PI: Bijoy K. Ghosh, Washington University (St. Louis)
Co-PIs: Wijesuriya P. Dayawansa, Texas Tech University
Alberto Isidori, Washington University
Clyde F. Martin, Texas Tech University
Philip S. Ulinski, University of Chicago

Biological systems have an innate capability for learning and representation of dynamical cues from the environment and a navigational and gaze control capability to sustain themselves in an unstructured environment. Such a paradigm is largely lacking in engineered and artificial navigational systems. Man-made systems, (viz. a walking or a mobile robot), are designed and manufactured on the basis of a specific task objective with little emphasis on the design of a feedback control system.
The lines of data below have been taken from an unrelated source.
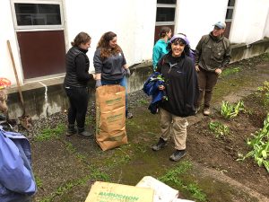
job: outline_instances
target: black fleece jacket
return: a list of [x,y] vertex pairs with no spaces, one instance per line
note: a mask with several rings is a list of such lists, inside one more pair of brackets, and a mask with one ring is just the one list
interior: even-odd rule
[[164,77],[168,96],[168,101],[163,101],[160,107],[178,117],[194,115],[199,88],[193,60],[184,53],[173,57],[169,52],[161,58],[157,66]]

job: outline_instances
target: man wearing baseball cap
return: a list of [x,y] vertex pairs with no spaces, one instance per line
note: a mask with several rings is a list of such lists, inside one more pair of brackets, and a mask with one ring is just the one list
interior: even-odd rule
[[230,60],[230,43],[223,33],[226,23],[217,22],[213,30],[201,38],[195,49],[195,69],[198,73],[200,95],[196,101],[196,112],[199,111],[204,99],[203,113],[210,115],[210,101],[213,89],[219,75]]

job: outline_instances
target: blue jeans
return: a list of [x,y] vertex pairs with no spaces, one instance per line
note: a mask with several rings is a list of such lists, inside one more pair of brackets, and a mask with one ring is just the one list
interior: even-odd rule
[[128,101],[127,101],[127,80],[126,77],[124,76],[122,79],[118,80],[103,80],[101,79],[102,85],[113,85],[113,84],[119,84],[126,88],[126,113],[128,112]]

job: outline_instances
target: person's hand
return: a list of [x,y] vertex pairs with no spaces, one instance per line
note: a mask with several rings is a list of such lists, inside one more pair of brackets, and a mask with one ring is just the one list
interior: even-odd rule
[[129,68],[126,68],[126,69],[125,69],[125,75],[127,76],[127,77],[129,77],[130,75],[131,75],[131,72],[130,72],[130,69]]
[[217,68],[217,69],[215,69],[215,73],[217,74],[217,75],[221,75],[221,69],[220,69],[220,68]]
[[165,89],[164,85],[159,85],[159,90],[163,91]]
[[98,88],[98,87],[100,87],[101,85],[102,85],[102,83],[100,82],[100,79],[96,80],[95,87]]
[[200,71],[199,66],[195,66],[196,72]]

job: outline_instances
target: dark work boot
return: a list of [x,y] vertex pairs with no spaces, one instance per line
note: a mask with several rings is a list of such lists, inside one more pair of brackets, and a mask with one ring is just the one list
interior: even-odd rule
[[159,151],[162,149],[164,146],[166,146],[166,145],[167,145],[167,141],[160,137],[159,142],[155,145],[152,146],[152,149],[153,151]]
[[84,138],[91,138],[93,137],[93,134],[90,133],[89,131],[86,131],[84,127],[77,127],[77,135],[81,137]]
[[76,134],[76,129],[74,128],[74,124],[69,124],[67,127],[66,136],[71,136]]

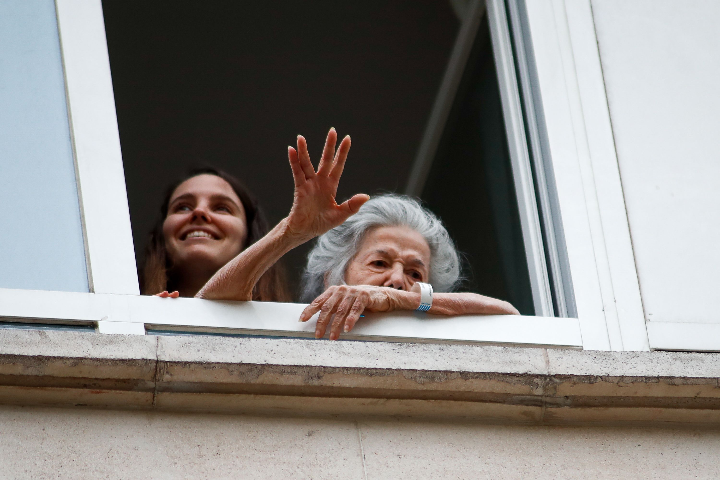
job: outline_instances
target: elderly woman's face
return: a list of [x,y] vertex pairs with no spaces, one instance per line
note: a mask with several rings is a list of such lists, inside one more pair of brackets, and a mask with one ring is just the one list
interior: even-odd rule
[[245,245],[245,209],[227,181],[215,175],[198,175],[173,192],[163,233],[176,267],[217,270]]
[[374,285],[410,290],[430,275],[430,247],[407,227],[378,227],[365,235],[345,271],[348,285]]

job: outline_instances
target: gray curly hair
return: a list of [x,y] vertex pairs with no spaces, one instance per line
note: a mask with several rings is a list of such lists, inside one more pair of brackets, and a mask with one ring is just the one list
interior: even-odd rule
[[328,285],[345,285],[345,271],[365,234],[376,227],[409,227],[430,247],[430,283],[435,291],[451,291],[460,282],[460,257],[442,222],[418,200],[394,194],[370,199],[343,225],[318,238],[307,254],[302,299],[310,302]]

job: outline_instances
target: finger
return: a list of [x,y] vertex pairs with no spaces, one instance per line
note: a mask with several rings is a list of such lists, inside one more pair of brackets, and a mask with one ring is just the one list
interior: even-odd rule
[[369,196],[365,194],[354,195],[351,199],[343,201],[340,205],[340,209],[347,214],[348,217],[350,217],[356,214],[360,210],[360,207],[365,204],[365,202],[369,199]]
[[300,186],[305,183],[305,173],[302,171],[300,166],[300,160],[297,158],[297,150],[287,146],[287,160],[290,162],[290,168],[292,169],[292,179],[295,182],[295,186]]
[[325,140],[325,148],[323,149],[323,156],[318,166],[318,175],[328,175],[333,168],[333,155],[335,153],[335,144],[338,141],[338,132],[335,128],[330,129],[328,137]]
[[328,324],[330,323],[333,314],[338,309],[338,306],[344,296],[345,294],[340,290],[336,290],[335,293],[320,307],[320,316],[315,324],[315,338],[322,338],[325,335]]
[[346,135],[343,141],[340,142],[338,153],[335,155],[335,162],[333,164],[333,171],[330,176],[338,181],[343,175],[343,170],[345,169],[345,160],[348,159],[348,153],[350,151],[350,135]]
[[355,302],[353,303],[353,306],[350,308],[350,312],[348,313],[348,317],[345,320],[345,328],[343,330],[346,332],[353,330],[353,327],[360,320],[360,315],[365,311],[366,306],[367,299],[364,296],[359,296],[355,299]]
[[312,168],[312,162],[310,161],[310,154],[307,152],[307,142],[302,135],[297,135],[297,158],[302,171],[305,173],[305,178],[314,177],[315,168]]
[[320,312],[320,307],[325,301],[330,298],[330,296],[333,294],[332,290],[325,290],[320,296],[318,296],[315,300],[313,300],[310,305],[305,307],[305,309],[302,311],[300,314],[300,317],[298,319],[298,322],[307,322],[312,317],[312,315],[315,314]]
[[355,302],[355,295],[346,295],[345,298],[338,305],[335,312],[335,318],[333,319],[333,325],[330,327],[330,339],[338,340],[340,336],[340,330],[345,325],[345,319],[350,313],[350,309]]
The proposed research interests include microcircuits of motion detection in the visual cortex of a turtle; pattern recognition and visual attention in primate visual system; muscle dynamics, head eye coordination and asymptotic tracking; information feedback and learning. We would develop a suitable algorithm that would learn from its visual cues and visually predict the motion of a target in a cluttered environment; we would determine what are the biological mechanisms that allow us to attend to a selected region of a visual space; we would develop an algorithm to coordinate the motion of head and eye for the purpose of gaze control and asymptotic- tracking; and we hope understand "dynamical problems in perception," introducing dynamical systems with perspective observation geometry. The goal is to derive algorithms that would visually estimate the motion parameters in a dynamically changing scene using biologically inspired models of the retina and Information-coding.

An intelligent system needs to control the flow of information through judicious choice of its scarce resources. This team proposes to introduce and investigate a new Information Guided Feedback Paradigm for improved perception, learning, action planning and control that is an important research problem with a tremendous potential for education. Engineers would learn from biological systems as to how machines (robots) of the future could integrate sensory (visual) knowledge, build an internal representation (based on neural coding) and be guided by information feedback towards an improved man/machine interaction.